A PGR (Procuradoria-Geral da República) pediu ao STF (Supremo Tribunal Federal) nesta segunda-feira (11) a condenação do ex-deputado federal Eduardo Bolsonaro pelo crime de coação no curso do processo. Para o órgão, ele atuou de forma deliberada para intimidar ministros da Corte por meio da articulação de sanções internacionais junto ao governo dos Estados Unidos.

Além da condenação criminal, o procurador-geral da República, Paulo Gonet, que assina as alegações finais, pede que o STF fixe um valor mínimo para reparação dos danos causados ao país, sob o argumento de que as articulações internacionais de Eduardo provocaram prejuízos econômicos e institucionais ao Brasil.

Após a PGR apresentar a manifestação, o ministro Alexandre de Moraes — relator da ação penal — deu 15 dias para Eduardo entregar as alegações finais.

Gonet afirma que Eduardo teria utilizado sua influência política e contatos no alto escalão americano para pressionar o Judiciário brasileiro e tentar interferir em investigações relacionadas à tentativa de golpe de Estado após as eleições de 2022.

O procurador sustenta que o objetivo central das ações era beneficiar o ex-presidente Jair Bolsonaro (que acabou condenado pelo STF a 27 anos e três meses de prisão por causa da trama golpista) e aliados investigados.

Gonet também diz que Eduardo buscou constranger especialmente Moraes e outros integrantes do STF mediante a ameaça de retaliações diplomáticas e econômicas por parte dos Estados Unidos. O órgão argumenta que as medidas não ficaram apenas no plano do discurso político e produziram efeitos concretos.

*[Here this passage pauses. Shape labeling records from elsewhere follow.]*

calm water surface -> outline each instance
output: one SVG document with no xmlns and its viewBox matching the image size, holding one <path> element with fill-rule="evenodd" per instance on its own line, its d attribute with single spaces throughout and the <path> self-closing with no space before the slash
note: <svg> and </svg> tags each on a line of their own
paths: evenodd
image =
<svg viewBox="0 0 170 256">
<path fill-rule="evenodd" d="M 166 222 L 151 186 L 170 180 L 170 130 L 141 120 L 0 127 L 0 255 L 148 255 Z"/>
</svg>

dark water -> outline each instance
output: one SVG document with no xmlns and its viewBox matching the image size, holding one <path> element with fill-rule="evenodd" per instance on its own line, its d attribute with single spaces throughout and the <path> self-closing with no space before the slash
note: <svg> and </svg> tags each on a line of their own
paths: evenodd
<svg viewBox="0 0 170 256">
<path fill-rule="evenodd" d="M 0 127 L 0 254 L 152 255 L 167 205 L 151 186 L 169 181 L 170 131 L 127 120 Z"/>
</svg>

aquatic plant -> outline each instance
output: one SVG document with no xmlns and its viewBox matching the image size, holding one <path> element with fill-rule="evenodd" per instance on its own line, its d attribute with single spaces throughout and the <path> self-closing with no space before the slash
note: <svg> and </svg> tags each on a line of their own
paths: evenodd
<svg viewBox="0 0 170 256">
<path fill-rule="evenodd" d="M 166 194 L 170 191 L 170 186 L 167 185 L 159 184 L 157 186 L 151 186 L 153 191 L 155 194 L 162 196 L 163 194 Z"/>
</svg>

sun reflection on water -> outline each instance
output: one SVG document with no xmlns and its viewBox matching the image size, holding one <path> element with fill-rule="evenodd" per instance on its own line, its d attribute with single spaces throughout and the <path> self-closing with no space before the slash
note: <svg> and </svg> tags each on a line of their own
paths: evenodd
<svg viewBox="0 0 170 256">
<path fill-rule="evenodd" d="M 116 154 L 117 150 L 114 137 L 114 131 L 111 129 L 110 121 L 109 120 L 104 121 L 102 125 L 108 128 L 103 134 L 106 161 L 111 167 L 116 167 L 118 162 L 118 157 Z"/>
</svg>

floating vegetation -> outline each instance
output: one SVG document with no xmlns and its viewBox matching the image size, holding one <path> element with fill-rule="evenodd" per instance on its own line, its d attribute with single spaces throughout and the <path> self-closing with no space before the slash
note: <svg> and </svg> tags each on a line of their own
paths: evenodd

Entre os exemplos citados por Gonet estão a imposição de tarifas de 50% sobre exportações brasileiras para os Estados Unidos — apelidadas pelo próprio parlamentar de “tarifa Moraes” —, a suspensão de vistos americanos de ministros do STF e sanções aplicadas contra Moraes com base na Lei Magnitsky, do Departamento do Tesouro dos EUA.

Segundo Gonet, a intenção de Eduardo era “instaurar clima de instabilidade e de temor, projetando sobre as autoridades brasileiras a perspectiva de represálias estrangeiras e sobre a população o espectro de um país isolado e escarnecido”.

O parecer também rebate a tese da defesa de que as declarações do deputado estariam protegidas pela imunidade parlamentar e pela liberdade de expressão. Para Gonet, houve desvio das prerrogativas do mandato para atender interesses particulares da família Bolsonaro.

O que diz a defesa de Eduardo

Eduardo é representado na ação penal pela DPU (Defensoria Pública da União). Ao entregar a defesa prévia no processo, em outubro do ano passado, o órgão pediu que a denúncia fosse rejeitada, sob o argumento de que o ex-deputado não cometeu crime e não teve intenção específica de coagir autoridades.

Além disso, a DPU apresentou questionamentos sobre o processo, alegando que Moraes não poderia atuar no caso, além de apontar supostas irregularidades no andamento da ação. Também afirmou que a denúncia seria falha e que não haveria provas mínimas para justificar o processo.

Apesar dessa manifestação inicial, o STF afastou os argumentos da defesa e recebeu a denúncia de forma integral. A partir de então, nas fases seguintes do processo, não houve novas manifestações de Eduardo.

Após a citação oficial por edital, não foi apresentada resposta à acusação. Além disso, Eduardo não compareceu à audiência de instrução do caso.